Внезапное движение в базовом лагере. Вначале мне померещилось, что сигнал 'чертика' забивают помехи, размывая самые контрастные детали, — но нет, что-то определенно шевелилось, копошилось по краям прожженного нами отверстия, тысячи серых волоконец прорастали сквозь разрез и медленно шевелились в темноте.
— Ничего себе… — пробормотала Бейтс. — Должно быть, падение давления их провоцирует. Ничего себе способ конопатить пробоину.
'Роршах' принялся заживлять рану — через две недели после того, как мы ее нанесли.
Апогей миновал. Дальше только вниз. 'Тезей' начал долгое падение на вражескую территорию.
— Не пользуется диафрагмами, — проговорил Сарасти.
Секс от первого лица — настоящий, как настаивала Челси, — требует привычки: рваные вздохи, грубые шлепки, потная вонь от кожи, испещренной норами и оспинами, целый партнер с целым набором прихотей и капризов. Определенная животная притягательность в этом была, не поспоришь.
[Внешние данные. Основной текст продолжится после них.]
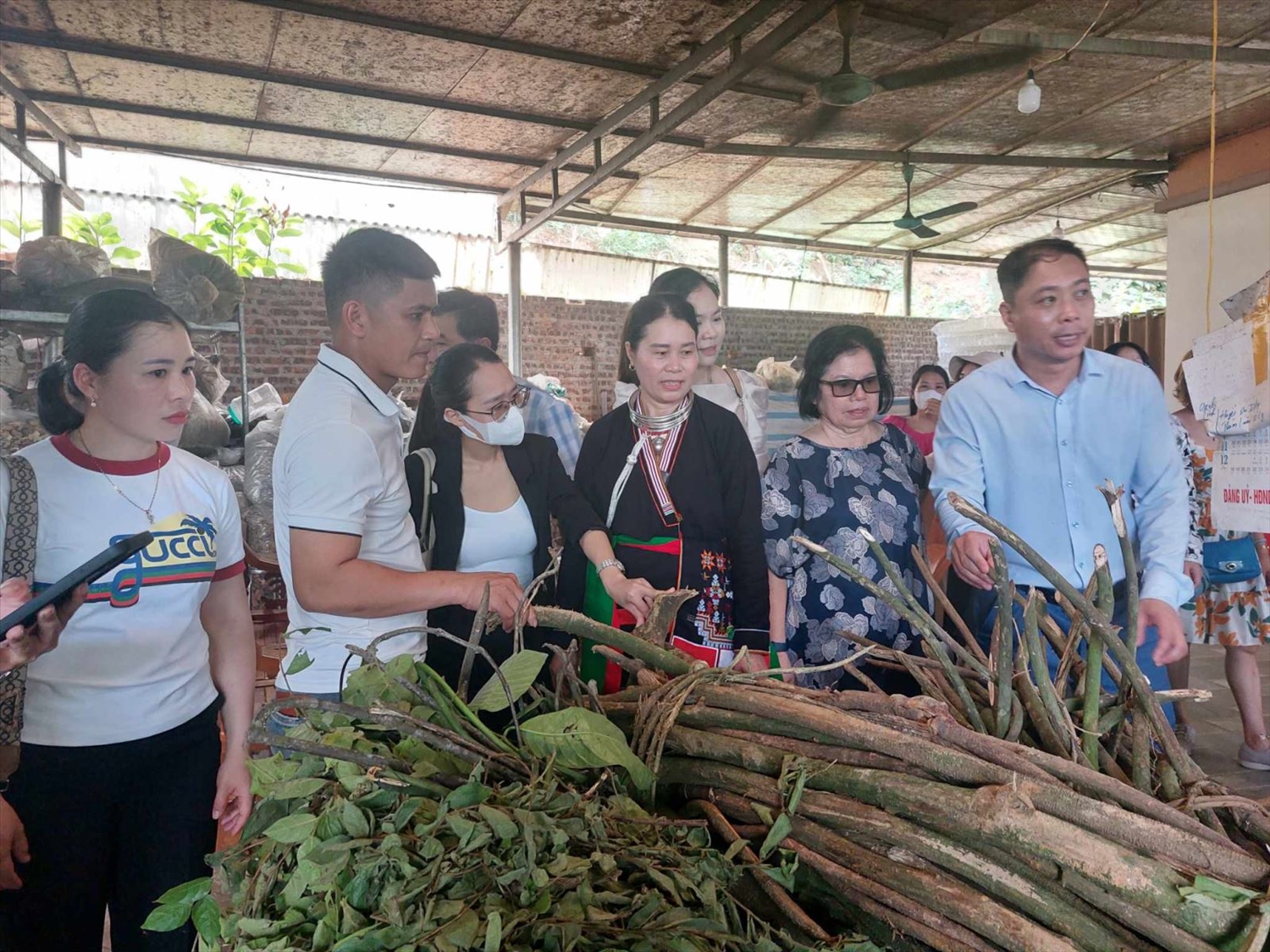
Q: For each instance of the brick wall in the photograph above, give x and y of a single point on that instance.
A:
(576, 342)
В конце концов, именно так мы и любились миллионы лет. Но в этой… этой местечковой похоти всегда имелась доля вражды, нестыковки асинхронных ритмов. Не было сходимости. Только перестук сталкивающихся тел в борьбе за господство, где каждый пытается навязать другому свой ритм.
Челси относилась к сексу как к высшему воплощенно любви. Я, в конце концов, начал воспринимать его как рукопашный бой. Прежде, трахая созданий из моего собственного меню или пользуясь моделями из чужих, я всегда мог выбрать контрастность и разрешение, текстуру и позу. Телесные отправления, противодействие несовместных желаний, бесконечные ласки, от которых язык стирается до корня и клейко блестит лицо, — ныне они стали лишь капризами. Опции для мазохистов.
Но у Челси не было опций. Только стандартный набор.
Я ей потакал. Подозреваю, я был не более терпелив к ее извращениям, чем она — к моей неловкости в них. Мои усилия оправдывало совсем другое. Челси любила спорить обо всем на свете, лукавая, вдумчивая, любопытная, точно кошка, и била без предупреждения. Низведенная до уровня избыточного большинства, она продолжала простодушно и ярко наслаждаться жизнью. Взбалмошная и вспыльчивая, Челси была неравнодушна. К Пагу. Ко мне. Хотела узнать меня ближе. Проникнуть внутрь.
Это становилось серьезной проблемой.
— Мы могли бы попробовать снова, — сказала она как-то, когда пот и феромоны еще не рассеялись. — И ты даже не вспомнишь, отчего так мучился. Если захочешь, не вспомнишь даже, что вообще мучился.
Я с улыбкой отвернулся; грани ее лица внезапно показались мне грубыми и непривлекательными.
— Это уже который раз? Восьмой? Девятый?
— Я просто хочу, чтобы ты был счастлив, Лебедь. Настоящее счастье — это огромный дар, и я могу дать его тебе, если только ты позволишь.
— Ты не хочешь, чтобы я был счастлив, — мило промурлыкал я. — Ты хочешь меня наладить.
Она промычала что-то мне под кадык. Потом:
— Что?!
— Ты просто хочешь переделать меня во что-нибудь более… более уживчивое.
Челси приподняла голову.
— Посмотри на меня.
Я обернулся. Она отключила хроматофоры на щеке, переехавшая татуировка трепетала теперь на ее плече.